Homily – 24th Sunday in Ordinary Time (A)

“Three strikes and you are out.” “This is your last warning.” “My patience is wearing thin.”

These are just some of the expressions we use to show a limit to forgiving others before an act of retribution.  Retribution hopes to teach the person a lesson not to re-offend or to settle matters once and for all.

This week’s Gospel continues from last week.  Chapter 18 of Matthew’s Gospel is about community living.  Community living offers opportunities and challenges.  We learn about others as well as ourselves.  A community, no matter how closely aligned their values and principles, will have the occasion to offend another, one way or another.

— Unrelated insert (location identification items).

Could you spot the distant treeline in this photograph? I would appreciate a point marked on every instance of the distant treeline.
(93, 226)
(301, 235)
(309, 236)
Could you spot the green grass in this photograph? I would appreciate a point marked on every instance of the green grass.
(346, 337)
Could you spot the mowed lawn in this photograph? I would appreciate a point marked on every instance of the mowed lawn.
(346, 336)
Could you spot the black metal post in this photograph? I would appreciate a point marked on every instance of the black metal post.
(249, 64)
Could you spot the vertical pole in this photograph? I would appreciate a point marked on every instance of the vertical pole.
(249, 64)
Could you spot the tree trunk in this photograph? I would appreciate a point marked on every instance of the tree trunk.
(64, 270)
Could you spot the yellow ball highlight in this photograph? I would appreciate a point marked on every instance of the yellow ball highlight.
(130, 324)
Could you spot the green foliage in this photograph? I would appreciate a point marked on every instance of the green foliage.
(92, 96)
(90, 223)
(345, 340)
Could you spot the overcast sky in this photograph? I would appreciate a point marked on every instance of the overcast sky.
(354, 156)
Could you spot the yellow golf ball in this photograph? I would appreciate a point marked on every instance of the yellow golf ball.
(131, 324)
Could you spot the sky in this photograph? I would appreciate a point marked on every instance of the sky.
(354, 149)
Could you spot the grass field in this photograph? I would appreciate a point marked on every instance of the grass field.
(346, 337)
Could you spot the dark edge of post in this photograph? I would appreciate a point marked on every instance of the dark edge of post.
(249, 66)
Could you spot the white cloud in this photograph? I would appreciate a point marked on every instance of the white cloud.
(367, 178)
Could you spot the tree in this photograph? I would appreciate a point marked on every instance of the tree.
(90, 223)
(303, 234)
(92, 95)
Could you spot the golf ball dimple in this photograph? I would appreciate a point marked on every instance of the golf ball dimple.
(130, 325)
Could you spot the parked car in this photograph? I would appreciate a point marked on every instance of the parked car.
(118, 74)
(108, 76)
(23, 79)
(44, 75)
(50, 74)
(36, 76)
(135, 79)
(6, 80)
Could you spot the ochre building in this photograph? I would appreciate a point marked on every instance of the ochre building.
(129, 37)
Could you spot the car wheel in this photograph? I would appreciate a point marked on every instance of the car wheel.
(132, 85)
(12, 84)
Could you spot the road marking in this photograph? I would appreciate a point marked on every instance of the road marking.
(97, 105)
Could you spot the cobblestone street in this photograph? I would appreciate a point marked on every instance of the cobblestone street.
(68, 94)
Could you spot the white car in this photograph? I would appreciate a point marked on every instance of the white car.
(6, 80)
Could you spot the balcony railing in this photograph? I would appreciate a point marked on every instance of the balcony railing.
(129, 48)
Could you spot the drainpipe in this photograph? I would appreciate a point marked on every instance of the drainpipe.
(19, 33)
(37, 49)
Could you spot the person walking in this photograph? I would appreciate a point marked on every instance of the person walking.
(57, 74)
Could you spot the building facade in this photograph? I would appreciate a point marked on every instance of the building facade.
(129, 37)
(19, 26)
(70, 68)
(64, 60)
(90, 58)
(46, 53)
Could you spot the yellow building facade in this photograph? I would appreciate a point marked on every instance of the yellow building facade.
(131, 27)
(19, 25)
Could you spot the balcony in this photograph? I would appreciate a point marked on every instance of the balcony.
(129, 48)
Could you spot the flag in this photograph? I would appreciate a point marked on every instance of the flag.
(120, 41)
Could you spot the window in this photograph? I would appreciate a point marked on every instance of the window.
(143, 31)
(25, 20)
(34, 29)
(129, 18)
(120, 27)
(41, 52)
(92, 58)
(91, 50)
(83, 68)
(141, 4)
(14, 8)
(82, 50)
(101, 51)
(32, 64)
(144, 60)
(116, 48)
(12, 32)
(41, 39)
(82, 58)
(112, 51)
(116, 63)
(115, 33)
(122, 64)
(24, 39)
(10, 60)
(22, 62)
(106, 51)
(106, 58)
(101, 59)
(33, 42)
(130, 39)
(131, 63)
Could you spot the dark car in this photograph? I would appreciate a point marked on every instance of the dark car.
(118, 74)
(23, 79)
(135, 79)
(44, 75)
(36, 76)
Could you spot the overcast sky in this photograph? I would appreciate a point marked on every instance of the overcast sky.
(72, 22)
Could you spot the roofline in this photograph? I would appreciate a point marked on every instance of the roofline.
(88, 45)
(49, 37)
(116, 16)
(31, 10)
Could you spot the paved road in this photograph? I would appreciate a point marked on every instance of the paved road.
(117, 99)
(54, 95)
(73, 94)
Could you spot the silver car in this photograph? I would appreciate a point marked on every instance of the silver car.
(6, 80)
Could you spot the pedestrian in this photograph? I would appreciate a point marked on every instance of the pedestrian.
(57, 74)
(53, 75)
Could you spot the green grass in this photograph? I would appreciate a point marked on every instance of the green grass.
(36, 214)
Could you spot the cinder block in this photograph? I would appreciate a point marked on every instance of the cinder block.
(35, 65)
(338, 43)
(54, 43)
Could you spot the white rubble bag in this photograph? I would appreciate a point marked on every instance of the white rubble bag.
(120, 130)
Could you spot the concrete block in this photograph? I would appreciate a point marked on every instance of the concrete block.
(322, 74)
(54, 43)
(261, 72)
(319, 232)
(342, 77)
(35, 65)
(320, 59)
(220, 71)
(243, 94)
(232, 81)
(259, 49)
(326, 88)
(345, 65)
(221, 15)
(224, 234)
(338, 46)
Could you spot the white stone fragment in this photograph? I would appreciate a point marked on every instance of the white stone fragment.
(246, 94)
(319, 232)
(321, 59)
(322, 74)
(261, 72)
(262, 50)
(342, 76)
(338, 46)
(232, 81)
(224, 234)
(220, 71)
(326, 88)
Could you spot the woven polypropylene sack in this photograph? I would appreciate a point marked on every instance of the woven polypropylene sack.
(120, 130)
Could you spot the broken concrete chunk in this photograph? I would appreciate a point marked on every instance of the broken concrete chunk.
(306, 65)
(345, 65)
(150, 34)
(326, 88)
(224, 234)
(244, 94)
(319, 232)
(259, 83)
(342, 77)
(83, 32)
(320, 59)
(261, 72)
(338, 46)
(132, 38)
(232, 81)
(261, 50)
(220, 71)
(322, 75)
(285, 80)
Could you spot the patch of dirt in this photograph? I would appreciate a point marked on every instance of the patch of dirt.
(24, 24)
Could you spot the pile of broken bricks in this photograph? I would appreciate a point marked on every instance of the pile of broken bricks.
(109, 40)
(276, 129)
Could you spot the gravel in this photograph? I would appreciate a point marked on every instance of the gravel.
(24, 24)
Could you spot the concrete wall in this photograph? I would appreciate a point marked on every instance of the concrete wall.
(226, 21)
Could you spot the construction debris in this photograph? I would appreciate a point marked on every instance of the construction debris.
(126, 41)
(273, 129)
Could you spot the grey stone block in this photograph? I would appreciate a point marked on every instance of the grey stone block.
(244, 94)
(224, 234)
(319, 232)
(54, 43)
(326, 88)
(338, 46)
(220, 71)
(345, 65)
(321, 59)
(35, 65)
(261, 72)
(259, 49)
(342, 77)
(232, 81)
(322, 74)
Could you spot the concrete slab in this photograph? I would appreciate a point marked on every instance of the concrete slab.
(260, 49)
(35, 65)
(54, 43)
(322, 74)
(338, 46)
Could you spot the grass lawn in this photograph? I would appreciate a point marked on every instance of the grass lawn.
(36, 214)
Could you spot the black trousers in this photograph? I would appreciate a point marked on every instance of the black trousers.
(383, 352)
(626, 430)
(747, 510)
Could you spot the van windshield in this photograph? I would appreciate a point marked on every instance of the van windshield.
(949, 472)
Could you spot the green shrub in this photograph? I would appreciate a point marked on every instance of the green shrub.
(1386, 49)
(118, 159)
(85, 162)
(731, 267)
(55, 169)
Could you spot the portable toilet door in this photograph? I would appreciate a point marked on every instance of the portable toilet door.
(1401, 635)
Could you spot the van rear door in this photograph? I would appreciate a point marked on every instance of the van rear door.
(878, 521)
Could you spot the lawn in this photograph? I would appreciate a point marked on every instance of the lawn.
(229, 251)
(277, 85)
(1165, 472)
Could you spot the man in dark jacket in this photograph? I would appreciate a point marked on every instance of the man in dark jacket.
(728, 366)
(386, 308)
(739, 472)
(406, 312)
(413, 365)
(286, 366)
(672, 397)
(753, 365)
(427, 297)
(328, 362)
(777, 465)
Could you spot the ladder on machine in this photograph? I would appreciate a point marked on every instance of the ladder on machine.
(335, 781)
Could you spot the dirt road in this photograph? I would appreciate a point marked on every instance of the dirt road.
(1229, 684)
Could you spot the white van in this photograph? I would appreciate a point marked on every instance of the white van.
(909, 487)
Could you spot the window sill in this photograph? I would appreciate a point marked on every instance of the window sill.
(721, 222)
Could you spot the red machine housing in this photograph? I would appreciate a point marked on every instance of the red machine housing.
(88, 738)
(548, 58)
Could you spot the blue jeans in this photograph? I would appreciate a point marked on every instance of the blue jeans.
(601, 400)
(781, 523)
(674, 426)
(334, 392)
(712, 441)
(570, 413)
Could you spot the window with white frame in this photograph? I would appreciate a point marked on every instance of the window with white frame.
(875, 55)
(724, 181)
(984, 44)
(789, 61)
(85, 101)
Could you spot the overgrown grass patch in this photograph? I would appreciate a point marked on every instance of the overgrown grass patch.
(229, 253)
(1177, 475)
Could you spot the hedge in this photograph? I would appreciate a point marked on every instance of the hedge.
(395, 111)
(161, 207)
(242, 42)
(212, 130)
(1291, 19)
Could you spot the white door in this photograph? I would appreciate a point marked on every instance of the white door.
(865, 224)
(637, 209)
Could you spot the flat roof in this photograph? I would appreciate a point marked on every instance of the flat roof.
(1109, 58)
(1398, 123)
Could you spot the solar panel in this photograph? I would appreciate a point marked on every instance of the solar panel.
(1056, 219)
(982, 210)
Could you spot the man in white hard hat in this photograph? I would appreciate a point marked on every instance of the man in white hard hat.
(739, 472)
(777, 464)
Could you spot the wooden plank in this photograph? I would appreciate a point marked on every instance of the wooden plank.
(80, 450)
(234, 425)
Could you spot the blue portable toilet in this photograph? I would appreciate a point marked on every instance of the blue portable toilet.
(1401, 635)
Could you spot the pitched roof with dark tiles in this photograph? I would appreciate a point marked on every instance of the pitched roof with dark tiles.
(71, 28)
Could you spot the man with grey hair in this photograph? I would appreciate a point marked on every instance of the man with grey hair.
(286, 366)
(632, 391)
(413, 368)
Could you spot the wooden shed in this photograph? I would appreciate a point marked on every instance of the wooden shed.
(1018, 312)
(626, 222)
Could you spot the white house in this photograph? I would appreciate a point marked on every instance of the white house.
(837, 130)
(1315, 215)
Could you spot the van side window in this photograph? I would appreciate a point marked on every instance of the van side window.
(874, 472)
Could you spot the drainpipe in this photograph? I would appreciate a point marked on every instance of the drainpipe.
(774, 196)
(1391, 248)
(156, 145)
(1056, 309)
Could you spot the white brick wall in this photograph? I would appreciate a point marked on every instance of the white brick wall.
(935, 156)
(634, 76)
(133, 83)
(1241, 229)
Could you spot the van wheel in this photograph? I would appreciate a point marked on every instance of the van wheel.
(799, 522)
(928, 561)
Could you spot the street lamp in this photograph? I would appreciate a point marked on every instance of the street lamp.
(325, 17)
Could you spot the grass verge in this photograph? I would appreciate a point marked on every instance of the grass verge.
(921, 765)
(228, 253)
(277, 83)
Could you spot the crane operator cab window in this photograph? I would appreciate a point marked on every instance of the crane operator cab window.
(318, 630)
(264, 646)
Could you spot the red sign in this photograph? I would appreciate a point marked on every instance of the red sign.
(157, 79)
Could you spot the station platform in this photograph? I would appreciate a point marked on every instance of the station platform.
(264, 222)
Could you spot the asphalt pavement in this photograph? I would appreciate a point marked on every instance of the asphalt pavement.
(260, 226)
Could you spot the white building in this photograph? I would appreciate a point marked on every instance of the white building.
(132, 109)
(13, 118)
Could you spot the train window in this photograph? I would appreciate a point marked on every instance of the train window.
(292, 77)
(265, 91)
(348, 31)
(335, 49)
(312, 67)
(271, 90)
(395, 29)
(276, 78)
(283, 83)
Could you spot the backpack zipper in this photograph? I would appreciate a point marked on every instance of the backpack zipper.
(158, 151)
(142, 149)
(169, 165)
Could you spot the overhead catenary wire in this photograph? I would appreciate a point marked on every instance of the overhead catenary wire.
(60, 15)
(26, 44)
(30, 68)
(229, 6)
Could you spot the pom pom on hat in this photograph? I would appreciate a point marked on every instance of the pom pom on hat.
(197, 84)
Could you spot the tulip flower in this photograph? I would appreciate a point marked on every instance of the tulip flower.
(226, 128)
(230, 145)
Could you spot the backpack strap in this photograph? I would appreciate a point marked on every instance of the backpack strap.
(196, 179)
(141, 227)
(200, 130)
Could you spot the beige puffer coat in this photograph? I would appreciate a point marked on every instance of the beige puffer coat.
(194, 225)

Last week, Jesus told us to approach the offender directly and lovingly with the intention of winning them back.  Peter, always ready to take the opportunity to clarify things with Jesus, asks to quantify forgiveness, as if to put a limit on it.  In response Jesus gives the figure seventy-seven times to say there is no limit.  Forgiving the other that many times ensures the offender is given every chance and the best chances of coming around.  In the parable, the first offender was forgiven for his enormous debt equivalent of taxes for an entire province or state.  This amount is impossible to repay.  He did not, however, forgive the much smaller debt, a few months wages of his debtor.

There’s no end or limit to God’s mercy but there is a condition that we must forgive others as well.